Both multi-process model and multi-thread model have plusses and minuses.
- The multi-thread model does require the application code itself to be thread-safe under multi-threaded request dispatching. Which basically just means avoiding or synchronizing on writing to any global/class-level state. And the multi-thread model can only make use of one CPU under MRI.
- But the multi-process model can't handle nearly as much concurrency without using gigantic amounts of RAM. Threads were originally invented as a lighter-weight method of concurrency than processes, even in a single-CPU-core world.
Additionally, there is what one of the authors of Phusion Passenger called a "hybrid model", where you have multiple worker processes, each of which dispatches multi-threaded. This has its own plusses and minuses -- but may make a lot of sense for MRI with the GIL specifically, as you can have one process per core to try and maximize use of cores even under MRI; but then have each process dispatching multi-threaded, to maximize throughput under I/O waiting, and even out response times.
- That link above is worth following up for another explanation of all this, if you're still confused and want it in someone else's words.

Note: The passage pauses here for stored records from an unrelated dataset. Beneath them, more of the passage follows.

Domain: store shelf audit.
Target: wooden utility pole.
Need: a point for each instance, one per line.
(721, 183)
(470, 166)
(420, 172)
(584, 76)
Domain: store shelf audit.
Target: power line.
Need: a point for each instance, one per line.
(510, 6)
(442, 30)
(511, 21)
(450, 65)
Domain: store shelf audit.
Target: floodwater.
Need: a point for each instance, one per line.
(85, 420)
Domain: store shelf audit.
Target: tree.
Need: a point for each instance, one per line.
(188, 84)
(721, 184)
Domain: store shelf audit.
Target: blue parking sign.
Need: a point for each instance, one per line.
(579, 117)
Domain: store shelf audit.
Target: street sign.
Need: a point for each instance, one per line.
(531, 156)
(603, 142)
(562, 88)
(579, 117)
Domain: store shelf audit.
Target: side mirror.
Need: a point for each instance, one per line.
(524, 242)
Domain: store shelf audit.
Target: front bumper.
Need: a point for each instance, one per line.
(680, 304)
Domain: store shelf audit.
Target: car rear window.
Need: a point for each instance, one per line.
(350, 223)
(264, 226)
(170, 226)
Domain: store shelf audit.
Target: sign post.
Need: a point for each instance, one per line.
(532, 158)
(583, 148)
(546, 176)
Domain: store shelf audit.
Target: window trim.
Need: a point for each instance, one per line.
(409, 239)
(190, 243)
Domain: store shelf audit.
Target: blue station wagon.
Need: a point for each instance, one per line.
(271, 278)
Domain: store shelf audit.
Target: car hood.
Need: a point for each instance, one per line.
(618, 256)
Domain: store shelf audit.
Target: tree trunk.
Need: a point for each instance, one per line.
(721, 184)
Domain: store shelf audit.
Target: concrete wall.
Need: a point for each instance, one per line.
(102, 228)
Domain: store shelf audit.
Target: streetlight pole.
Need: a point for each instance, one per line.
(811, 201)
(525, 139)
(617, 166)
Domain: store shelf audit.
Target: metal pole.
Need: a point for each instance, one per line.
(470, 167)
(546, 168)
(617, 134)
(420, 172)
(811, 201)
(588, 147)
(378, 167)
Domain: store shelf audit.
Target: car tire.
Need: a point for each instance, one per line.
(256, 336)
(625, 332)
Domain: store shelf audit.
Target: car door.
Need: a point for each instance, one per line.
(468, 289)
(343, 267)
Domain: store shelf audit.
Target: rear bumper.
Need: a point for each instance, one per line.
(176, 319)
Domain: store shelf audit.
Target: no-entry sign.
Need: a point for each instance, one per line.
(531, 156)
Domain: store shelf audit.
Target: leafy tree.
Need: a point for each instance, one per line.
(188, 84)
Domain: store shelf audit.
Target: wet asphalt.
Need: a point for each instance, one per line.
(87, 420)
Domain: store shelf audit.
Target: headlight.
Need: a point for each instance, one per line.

- Since that Stack Overflow answer above was written, a major player using this 'hybrid' model in addition to Phusion Passenger Enterprise has arrived: Puma 2.x with "clustered" mode, puma 2.0 released april 29 2013. In Phusion Passenger, the hybrid model is only available in the non-free Enterprise variant; Puma is in general more realistic to run on heroku. (I do not believe you can run passenger on heroku, at least not in any way that would make sense). Puma's new support for this mode hasn't gotten as much attention as I would have expected.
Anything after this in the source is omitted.